Comment mettre à jour de manière objective ces discriminations ? C'est pour combattre cette injustice que la Méthode Clerc a été mise en place. Il faut étudier le parcours de plusieurs hommes et femmes ayant les mêmes diplômes et ayant exactement la même ancienneté. Une moyenne est effectuée. Un rattrapage de carrière peut être décidé par un tribunal prud’homal grâce à ce dispositif. Certaines mesures doivent et ou sont déjà prises pour limiter les différences de salaire entre une femme et son conjoint. Elles concernent l'implication des pères dans les congés parentaux reconnus comme du temps de travail à l'instar du service militaire pour les hommes. Mais il faudra aussi mettre en place des structures adaptées pour l'accueil des enfants lorsque les deux parents travaillent.

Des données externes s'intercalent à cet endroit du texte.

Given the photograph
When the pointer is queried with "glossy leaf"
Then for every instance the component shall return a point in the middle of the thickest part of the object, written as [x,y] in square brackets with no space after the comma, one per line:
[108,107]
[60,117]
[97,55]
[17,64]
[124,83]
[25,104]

L'égalité salariale femmes/hommes fait donc consensus sans être réalisée. C’est bien pour cela que cette lutte doit être une priorité syndicale et gouvernementale et doit susciter des négociations rigoureuses avec les entreprises pour une meilleure prise en charge de cette question. La Méthode Clerc peut être un instrument mais elle n'est pas encore mise en place aisément. Les femmes doivent également se défaire des préjugés qu'elles ont intériorisés et se battre pour obtenir les mêmes droits que les hommes afin que toutes et tous ensemble elles et ils se battent pour gagner plus dans le cadre d'un partage égalitaire du temps de travail. Les syndicats ont alors plutôt intérêt à généraliser les actions et non les individualiser en catégories afin de leur donner plus de poids. L'indifférence des sexes exprime ainsi à travail égal l'égalité salariale. Les hommes ne seront pas perdants, quoi qu’ils croient : de nouvelles perspectives leur seront ouvertes, comme la possibilité d'accéder à des postes dits « féminins » qui ne leur étaient jusqu’alors pas proposés.